Histopathological findings: neoplastic:
no effects observed

Effect levels

Key result
Dose descriptor:
Remarks on result:
not determinable
no NOAEL identified

Target system / organ toxicity

Critical effects observed:
not specified

Any other information on results incl. tables


Results of the present study with three strains of mice receiving acrylic acid dermally at levels of 4, 1 and 0% for 13 weeks caused comparable skin irritation to ICR, C3H and B6C3F1 mice at the 4% dose level. Minimal skin reactions were observed in all strains at the 1% dose level. Gross lesions other than skin reactions were incidental to treatment. Microscopic findings characterized as proliferative, degenerative or inflammatory changes were seen predominantly at the 4% level in all strains, occasionally at the 1% level and only rarely in controls. Body weights of all strains at all dose levels were similar.
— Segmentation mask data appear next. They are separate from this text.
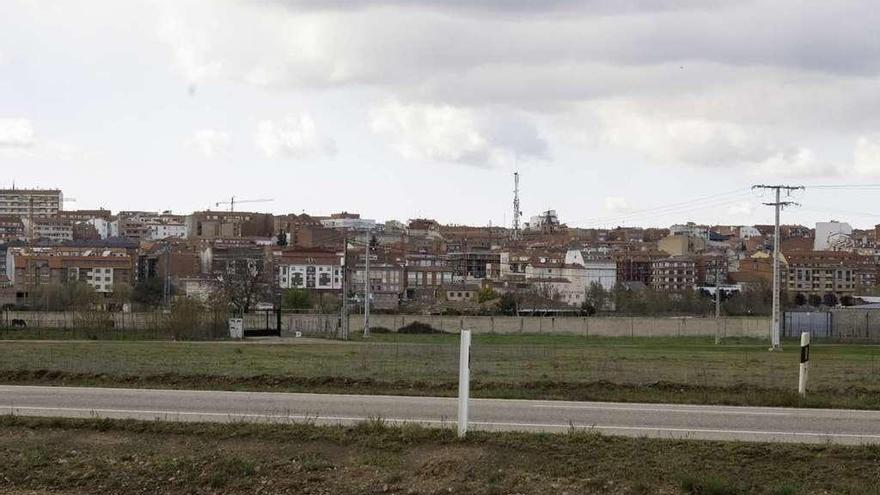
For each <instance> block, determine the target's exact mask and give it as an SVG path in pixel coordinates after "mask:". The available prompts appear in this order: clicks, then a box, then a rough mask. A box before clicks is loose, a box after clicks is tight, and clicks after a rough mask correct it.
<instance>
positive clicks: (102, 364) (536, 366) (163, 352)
mask: <svg viewBox="0 0 880 495" xmlns="http://www.w3.org/2000/svg"><path fill="white" fill-rule="evenodd" d="M790 347H791V349H790V350H787V351H784V352H781V353H771V352H768V351H767V350H766V347H764V346H748V347H747V346H731V347H726V346H724V345H722V346H718V347H717V348H713V347H712V346H710V345H682V346H676V345H675V344H674V343H673V344H670V343H669V342H665V343H663V344H662V345H660V344H657V345H651V344H650V343H649V344H632V345H626V344H615V345H610V344H608V343H607V342H604V341H603V342H600V343H595V344H591V343H590V342H585V343H583V344H582V345H580V346H573V345H571V344H566V345H534V344H529V345H517V344H491V343H481V342H479V341H478V342H476V343H475V344H474V346H473V347H472V357H471V370H472V371H471V376H472V378H473V380H474V381H475V382H477V383H482V384H494V385H496V386H506V387H517V386H520V387H534V386H536V385H537V384H545V385H546V384H557V385H560V384H563V385H564V384H570V385H578V384H588V383H597V382H607V383H611V384H621V385H641V386H646V385H647V386H654V385H658V384H666V385H674V384H678V385H682V386H699V387H725V388H729V387H737V386H749V387H760V388H766V389H783V390H796V387H797V377H798V351H797V350H796V347H794V346H793V345H792V346H790ZM458 352H459V350H458V344H457V342H455V340H454V339H448V341H447V342H440V343H437V342H432V343H363V342H357V343H317V344H314V343H309V344H298V345H284V344H265V345H262V344H236V343H180V342H178V343H170V342H119V341H107V342H26V341H17V342H3V343H0V371H5V372H15V371H36V370H44V371H49V372H65V373H78V374H89V375H108V376H123V377H144V376H151V375H174V376H179V377H204V376H210V377H214V378H216V379H220V380H228V381H229V382H230V383H234V382H235V381H236V380H238V379H243V378H249V379H250V378H253V377H263V378H265V379H266V380H267V381H268V382H271V380H272V379H273V378H281V379H287V380H292V379H297V378H303V379H320V378H345V379H351V380H371V381H374V382H383V383H401V384H409V386H413V387H418V386H419V385H420V384H424V385H438V384H439V385H444V384H445V385H448V384H453V383H454V382H455V381H456V380H457V376H458ZM810 386H811V388H816V389H834V390H839V391H841V392H847V391H850V392H851V393H854V394H855V393H859V394H864V393H877V394H880V347H876V346H844V345H828V346H824V347H823V346H817V347H816V348H814V351H813V353H812V359H811V373H810Z"/></svg>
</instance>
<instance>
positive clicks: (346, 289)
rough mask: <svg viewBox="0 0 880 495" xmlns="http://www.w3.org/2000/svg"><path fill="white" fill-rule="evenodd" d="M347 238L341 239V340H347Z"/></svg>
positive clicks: (345, 236)
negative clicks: (341, 325)
mask: <svg viewBox="0 0 880 495" xmlns="http://www.w3.org/2000/svg"><path fill="white" fill-rule="evenodd" d="M347 278H348V236H345V237H343V239H342V320H341V323H342V329H341V332H342V340H348V280H347Z"/></svg>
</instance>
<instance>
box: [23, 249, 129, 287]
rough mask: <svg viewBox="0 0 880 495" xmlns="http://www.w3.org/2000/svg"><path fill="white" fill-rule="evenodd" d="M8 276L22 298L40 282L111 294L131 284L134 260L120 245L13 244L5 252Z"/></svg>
mask: <svg viewBox="0 0 880 495" xmlns="http://www.w3.org/2000/svg"><path fill="white" fill-rule="evenodd" d="M6 275H7V277H8V278H9V280H10V282H11V283H12V284H13V286H14V287H15V290H16V293H17V297H19V298H26V297H27V295H28V293H29V292H30V291H32V290H33V289H35V288H37V287H39V286H41V285H49V284H64V283H68V282H73V281H80V282H84V283H86V284H88V285H90V286H91V287H92V288H93V289H95V291H96V292H98V293H100V294H104V295H109V294H112V293H113V290H114V287H116V286H117V285H118V284H125V285H131V284H132V282H133V280H134V260H133V258H132V256H131V254H130V253H129V252H128V251H127V250H126V249H121V248H104V249H93V248H84V247H68V246H53V247H12V248H9V249H8V250H7V253H6Z"/></svg>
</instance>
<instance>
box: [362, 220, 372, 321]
mask: <svg viewBox="0 0 880 495" xmlns="http://www.w3.org/2000/svg"><path fill="white" fill-rule="evenodd" d="M366 234H367V236H366V237H367V242H366V243H364V253H365V256H364V338H366V337H369V336H370V299H371V297H370V289H371V287H370V229H367V232H366Z"/></svg>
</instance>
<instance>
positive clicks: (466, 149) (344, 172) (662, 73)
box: [0, 0, 880, 227]
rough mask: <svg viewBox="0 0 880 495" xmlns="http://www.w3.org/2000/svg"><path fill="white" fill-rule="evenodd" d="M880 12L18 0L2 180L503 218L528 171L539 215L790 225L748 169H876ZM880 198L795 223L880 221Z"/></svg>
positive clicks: (603, 3) (795, 208)
mask: <svg viewBox="0 0 880 495" xmlns="http://www.w3.org/2000/svg"><path fill="white" fill-rule="evenodd" d="M878 26H880V9H878V8H877V5H876V2H872V1H869V0H865V1H846V0H835V1H832V2H829V1H818V0H817V1H804V0H797V1H795V0H791V1H789V0H767V1H747V0H746V1H744V0H737V1H730V2H728V1H723V0H684V1H671V0H669V1H665V0H586V1H581V2H574V1H572V2H569V1H563V0H543V1H540V2H536V1H526V0H446V1H443V0H433V1H432V0H423V1H418V0H387V1H367V0H300V1H297V0H286V1H284V0H278V1H257V0H241V1H220V0H209V1H208V0H206V1H186V0H173V1H171V0H169V1H134V0H131V1H129V0H126V1H119V0H108V1H87V0H78V1H76V2H71V1H69V0H63V1H25V0H6V1H4V2H3V14H2V16H0V186H9V185H11V184H12V182H13V181H15V183H16V185H17V186H19V187H34V186H41V187H59V188H62V189H63V190H64V192H65V195H66V196H68V197H70V198H75V199H76V200H77V201H76V202H69V203H67V205H66V207H67V208H94V207H99V206H103V207H105V208H111V209H113V210H119V209H150V210H164V209H172V210H174V211H177V212H189V211H191V210H197V209H206V208H208V207H212V208H214V207H215V206H214V204H215V203H216V202H217V201H221V200H224V199H226V198H228V197H229V196H231V195H235V196H237V197H238V198H240V199H257V198H273V199H274V201H272V202H269V203H255V204H253V205H250V207H249V209H254V210H258V211H273V212H276V213H281V212H301V211H306V212H309V213H313V214H327V213H330V212H333V211H341V210H347V211H356V212H360V213H361V214H362V215H363V216H365V217H367V218H375V219H378V220H386V219H399V220H406V219H408V218H415V217H432V218H437V219H438V220H440V221H442V222H454V223H469V224H479V225H486V224H488V223H489V222H491V223H492V224H494V225H498V224H502V223H503V224H505V225H509V224H510V222H511V219H512V205H511V203H512V190H513V177H512V174H513V172H514V171H515V170H519V171H520V172H521V177H522V180H521V184H520V188H521V204H522V210H523V211H524V215H525V217H526V218H527V217H529V216H530V215H535V214H537V213H538V212H539V211H541V210H544V209H548V208H553V209H556V210H557V211H558V212H559V216H560V219H561V220H562V221H564V222H567V223H568V224H569V225H575V226H584V227H586V226H615V225H639V224H641V225H658V226H667V225H669V224H671V223H674V222H679V221H686V220H693V221H697V222H708V223H733V224H752V223H771V222H772V218H773V215H772V210H771V208H769V207H766V206H762V205H761V203H762V202H766V201H768V199H769V198H768V197H767V196H764V197H761V196H760V195H759V194H757V193H755V192H752V191H750V190H749V186H751V185H752V184H756V183H785V184H804V185H807V186H811V185H829V184H877V183H880V84H878V83H880V34H878V33H880V31H878ZM878 197H880V189H877V188H863V189H860V190H859V189H855V190H853V189H846V188H845V189H829V188H810V187H808V188H807V190H806V191H804V192H798V193H796V194H795V198H794V199H795V200H796V201H798V202H800V203H802V204H803V206H802V207H801V208H792V209H790V210H787V211H786V212H785V213H784V217H783V219H784V221H788V222H802V223H807V224H810V223H812V222H814V221H817V220H828V219H832V218H833V219H838V220H849V221H850V222H851V223H852V224H854V225H855V226H863V227H866V226H872V225H874V224H875V223H880V216H878V215H880V209H878V208H876V205H877V204H878V201H877V199H878ZM242 206H244V205H242ZM657 207H660V208H657Z"/></svg>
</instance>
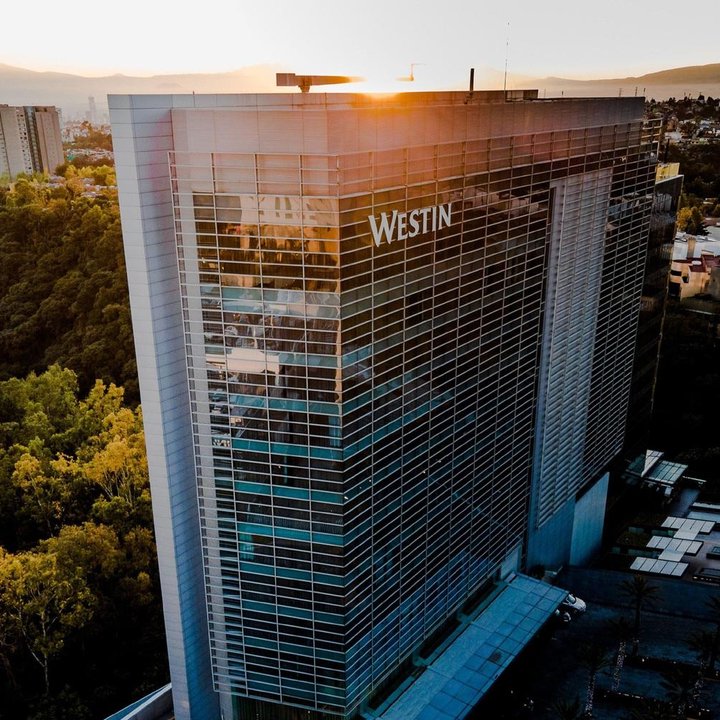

Current guidelines for dose selection in chronic dermal studies retrospectively were applied to this study to ascertain MTD. Using proposed MTD criteria established in the EPA Workshops on dermal carcinogenesis bioassays, microscopic and gross changes to the skin in subchronic studies can easily be used to classify skin response as exceeding the MTD, reaching the MTD, or tolerating the treatment dose. However, one must be aware of certain hazards to interpretation. The present work shows that microscopic examination alone at the end of 13 wk of treatment could adequately categorize tolerated doses from those exceeding the MTD. Similarily, gross examination of the skin throughout the whole course of exposure could be used to identify concentrations in excess of a tolerated dose. However, gross examination alone, performed only at final autopsy, would miss early skin lesions that would trigger 'exceeding MTD' classification. There appears to be a 'hardening' or accommodation of the skin to irritants such as acrylic acid with repeated insult, reflected by the apparent refractoriness to irritation that developed after 8 wk in this study. Data collected during visual examination prior to wk 8 indicate that the MTD had been reached or exceeded. Data collected by gross examination after 8 wk of exposure suggest that the 4% acrylic acid would be tolerated in a long-term exposure. However, microscopic examination after 13 wk showed that 4% acrylic acid clearly exceeds MTD. Thus, microscopic findings provided a more sensitive index for exceeding MTD than gross observations taken only at autopsy, but generally correlated well for MTD if gross observations were taken at regular intervals during treatment. Gross examination at study termination alone would be insufficient to predict doses for use in a chronic dermal study. Acrylic acid at 1% in acetone was fairly well tolerated by all mice in all strains, although signs suggest that the MTD was approached. Thus, 1% acrylic acid in acetone, one-quarter of that concentration in clear excess of MTD, would be the appropriate dose concentration for lifetime skin studies, based on MTD criteria.